Was die Union inhaltlich miteinander bespricht, betreffe die FDP nur begrenzt. Aber in dem Moment, wo das Durcheinander bei den Unionsparteien die Ablösung von Rot-Grün. übrigens auch schon nächstes Jahr bei den Landtagswahlen in Schleswig-Holstein und Nordrhein-Westfalen gefährde, werde er als Parteivorsitzender der FDP dazu „sein Wort“ machen. Er hält es für erforderlich, dass die Union zügig ihre offenen Fragen beantwortet.

Der Gesundheitskompromiss der CDU/CSU sei mehr der Harmonie zwischen den Unionsparteien geschuldet als der Sache. Es sei ein schlechter Kompromiss, der nur bürokratisch ist, aber keinen Neuanfang bedeutet. Die Vorstellung, man müsste auf Steuersenkungen verzichten, um das Gesundheitssystem mit mehr Eigenverantwortung ausbauen zu können, sei genau falsch herum gedacht. Gerade, wenn man mehr Eigenverantwortung von den Bürgern verlange, sei die Gesundheitspolitik gleichzeitig verpflichtet, durch Steuersenkungs- und Steuervereinfachungspolitik zum Beispiel für Familien den nötigen finanziellen Spielraum für mehr Eigenverantwortung zu schaffen. Weder eine Bürgerversicherung noch der bürokratische Kompromiss der Unionsparteien überzeugten. Beide Modelle gäben keine Antwort auf die Probleme, die sich aus der veränderten Altersstruktur der Gesellschaft ergeben.

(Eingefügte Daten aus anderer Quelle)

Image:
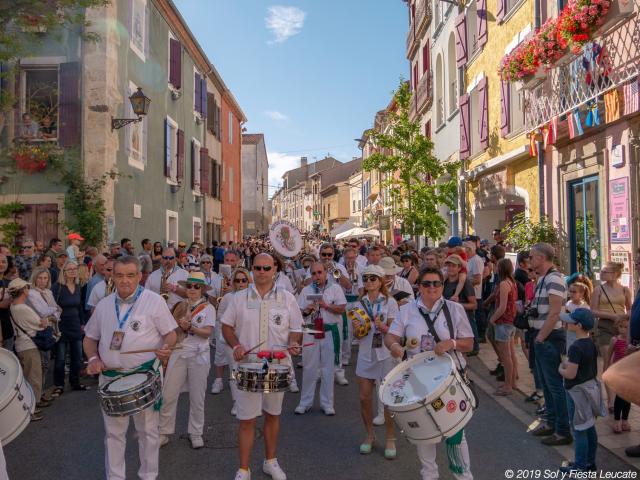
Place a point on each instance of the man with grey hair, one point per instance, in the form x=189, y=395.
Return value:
x=549, y=344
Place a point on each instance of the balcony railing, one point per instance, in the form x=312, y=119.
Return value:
x=579, y=81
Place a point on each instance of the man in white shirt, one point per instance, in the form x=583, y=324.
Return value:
x=323, y=357
x=131, y=318
x=171, y=275
x=261, y=313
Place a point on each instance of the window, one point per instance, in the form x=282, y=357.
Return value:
x=138, y=28
x=135, y=135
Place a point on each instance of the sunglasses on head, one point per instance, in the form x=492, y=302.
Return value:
x=259, y=268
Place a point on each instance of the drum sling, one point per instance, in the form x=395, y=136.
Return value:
x=151, y=365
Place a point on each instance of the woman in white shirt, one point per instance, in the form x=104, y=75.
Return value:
x=191, y=363
x=374, y=360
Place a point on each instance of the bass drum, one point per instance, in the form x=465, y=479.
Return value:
x=17, y=401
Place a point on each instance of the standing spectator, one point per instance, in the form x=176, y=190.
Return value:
x=549, y=344
x=27, y=324
x=502, y=320
x=27, y=260
x=67, y=293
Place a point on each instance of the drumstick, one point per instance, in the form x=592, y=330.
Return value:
x=149, y=350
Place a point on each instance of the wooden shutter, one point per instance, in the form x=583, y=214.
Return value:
x=505, y=104
x=460, y=26
x=465, y=138
x=167, y=148
x=197, y=93
x=484, y=112
x=481, y=11
x=180, y=155
x=204, y=171
x=175, y=63
x=69, y=105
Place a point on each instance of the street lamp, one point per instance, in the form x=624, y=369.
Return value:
x=140, y=104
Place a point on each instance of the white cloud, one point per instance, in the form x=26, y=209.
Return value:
x=278, y=164
x=284, y=22
x=276, y=115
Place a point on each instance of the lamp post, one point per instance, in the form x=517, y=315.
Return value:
x=140, y=104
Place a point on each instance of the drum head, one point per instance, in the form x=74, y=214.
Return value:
x=10, y=372
x=415, y=380
x=127, y=382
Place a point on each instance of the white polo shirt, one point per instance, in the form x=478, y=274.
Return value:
x=331, y=294
x=149, y=321
x=154, y=280
x=411, y=324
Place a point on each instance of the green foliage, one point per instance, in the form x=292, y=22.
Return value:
x=415, y=178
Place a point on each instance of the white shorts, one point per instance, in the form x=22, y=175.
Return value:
x=250, y=405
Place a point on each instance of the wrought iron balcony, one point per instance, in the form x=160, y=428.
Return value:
x=576, y=81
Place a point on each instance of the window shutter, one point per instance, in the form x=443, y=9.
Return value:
x=465, y=147
x=461, y=40
x=197, y=93
x=505, y=104
x=481, y=11
x=203, y=97
x=180, y=155
x=484, y=113
x=175, y=63
x=167, y=148
x=69, y=105
x=204, y=171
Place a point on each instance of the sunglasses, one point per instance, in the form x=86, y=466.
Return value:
x=259, y=268
x=370, y=278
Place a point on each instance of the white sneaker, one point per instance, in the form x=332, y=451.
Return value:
x=243, y=474
x=340, y=379
x=379, y=420
x=271, y=468
x=217, y=386
x=196, y=441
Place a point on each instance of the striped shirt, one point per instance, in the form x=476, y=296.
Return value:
x=550, y=284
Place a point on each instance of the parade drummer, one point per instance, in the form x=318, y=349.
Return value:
x=131, y=318
x=322, y=357
x=261, y=313
x=192, y=363
x=424, y=324
x=374, y=360
x=164, y=281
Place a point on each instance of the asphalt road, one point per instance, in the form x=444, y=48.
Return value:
x=68, y=444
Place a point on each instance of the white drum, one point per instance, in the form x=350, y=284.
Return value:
x=17, y=402
x=427, y=398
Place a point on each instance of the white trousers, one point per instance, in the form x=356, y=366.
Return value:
x=115, y=441
x=318, y=360
x=179, y=371
x=427, y=456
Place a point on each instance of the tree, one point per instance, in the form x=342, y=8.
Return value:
x=419, y=183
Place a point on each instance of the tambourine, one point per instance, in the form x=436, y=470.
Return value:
x=361, y=322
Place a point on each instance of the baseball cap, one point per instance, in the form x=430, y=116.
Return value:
x=580, y=316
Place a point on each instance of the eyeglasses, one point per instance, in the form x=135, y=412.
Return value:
x=259, y=268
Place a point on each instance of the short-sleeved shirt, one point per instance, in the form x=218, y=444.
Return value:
x=584, y=353
x=552, y=283
x=149, y=321
x=410, y=324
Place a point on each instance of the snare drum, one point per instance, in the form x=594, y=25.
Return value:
x=17, y=401
x=130, y=394
x=427, y=398
x=253, y=377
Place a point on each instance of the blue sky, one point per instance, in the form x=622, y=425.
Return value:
x=308, y=74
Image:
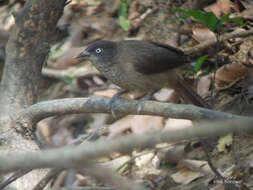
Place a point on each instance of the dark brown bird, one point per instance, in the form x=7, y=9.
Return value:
x=141, y=67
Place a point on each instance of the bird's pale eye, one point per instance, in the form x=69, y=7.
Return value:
x=98, y=50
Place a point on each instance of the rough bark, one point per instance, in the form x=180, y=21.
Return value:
x=27, y=50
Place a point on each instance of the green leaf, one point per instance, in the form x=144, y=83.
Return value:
x=211, y=21
x=124, y=23
x=237, y=20
x=225, y=18
x=123, y=9
x=199, y=63
x=206, y=18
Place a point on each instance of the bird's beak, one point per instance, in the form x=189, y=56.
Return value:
x=83, y=54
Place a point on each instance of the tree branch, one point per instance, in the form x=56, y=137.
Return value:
x=46, y=109
x=73, y=157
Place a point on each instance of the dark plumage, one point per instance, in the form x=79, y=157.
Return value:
x=137, y=66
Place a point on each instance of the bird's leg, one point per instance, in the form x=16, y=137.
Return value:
x=114, y=99
x=141, y=101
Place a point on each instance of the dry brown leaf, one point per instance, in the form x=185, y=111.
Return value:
x=120, y=126
x=201, y=34
x=116, y=163
x=144, y=159
x=67, y=59
x=224, y=142
x=219, y=186
x=185, y=176
x=219, y=8
x=204, y=85
x=228, y=75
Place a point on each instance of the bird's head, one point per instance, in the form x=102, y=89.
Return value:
x=99, y=51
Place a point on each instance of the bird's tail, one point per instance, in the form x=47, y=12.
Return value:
x=189, y=95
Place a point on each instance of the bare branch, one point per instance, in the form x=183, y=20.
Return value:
x=72, y=157
x=46, y=109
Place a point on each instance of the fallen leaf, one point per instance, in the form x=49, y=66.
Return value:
x=201, y=33
x=185, y=176
x=228, y=75
x=203, y=85
x=224, y=142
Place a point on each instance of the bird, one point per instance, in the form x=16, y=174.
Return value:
x=141, y=67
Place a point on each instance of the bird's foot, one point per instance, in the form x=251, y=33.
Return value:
x=113, y=100
x=144, y=99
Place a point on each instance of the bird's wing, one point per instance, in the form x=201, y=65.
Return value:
x=157, y=58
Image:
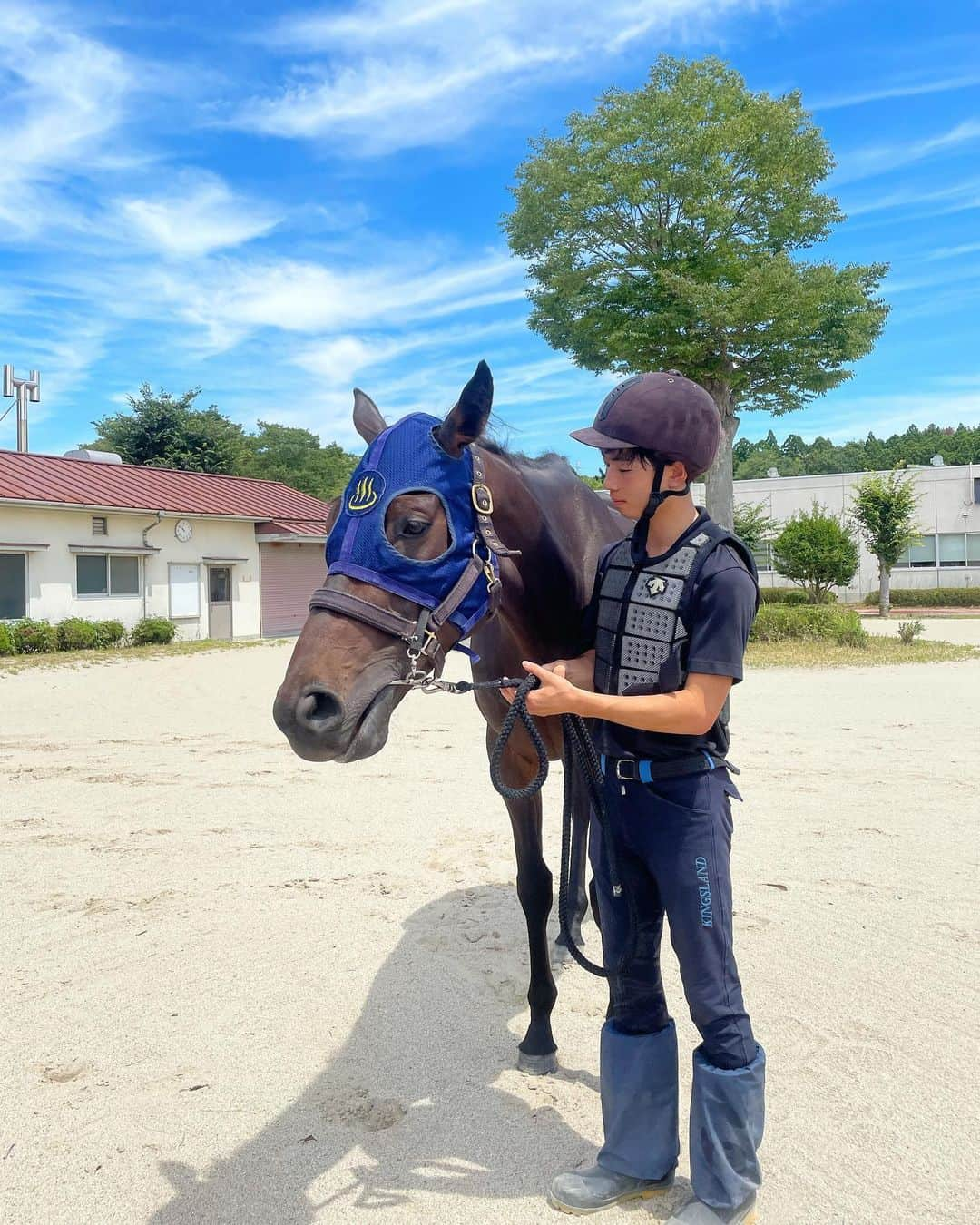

Die FDP schlägt deshalb einen dritten Weg vor. Sie will die monopolartige gesetzliche Krankenversicherungspflicht durch echte Wahlfreiheit und eine Pflicht zur Versicherung ersetzen. Sie will im Gegensatz zur CDU/CSU ein Volk von Privatversicherten mit Versicherungen, die sich echtem Wettbewerb stellen müssen. Denn überall da, wo kollektive Zwangssysteme das Sagen haben, gibt es die bekannten Effizienzverluste. Überall da, wo Wettbewerb fehlt, sind Leistungen schlecht oder teuer. Deshalb setzt sich die FDP für mehr Wahlfreiheit und damit mehr Wettbewerb im „Zukunftsmarkt Gesundheitssystem“ ein.

Jeder Krankenversicherer soll nach dem Modell der FDP einen Basistarif anbieten, auf den jeder Bürger Anspruch hat. Jedem Bürger bleibt es bei dem FDP-Modell darüber hinaus selbst überlassen, ob er zusätzlich auf eigene Kosten Sonderleistungen versichern möchte oder bereit ist, wie bei anderen privaten Krankenversicherungen auch, einen Selbstbehalt zu vereinbaren, der dann zu einem geringeren Beitrag führen kann.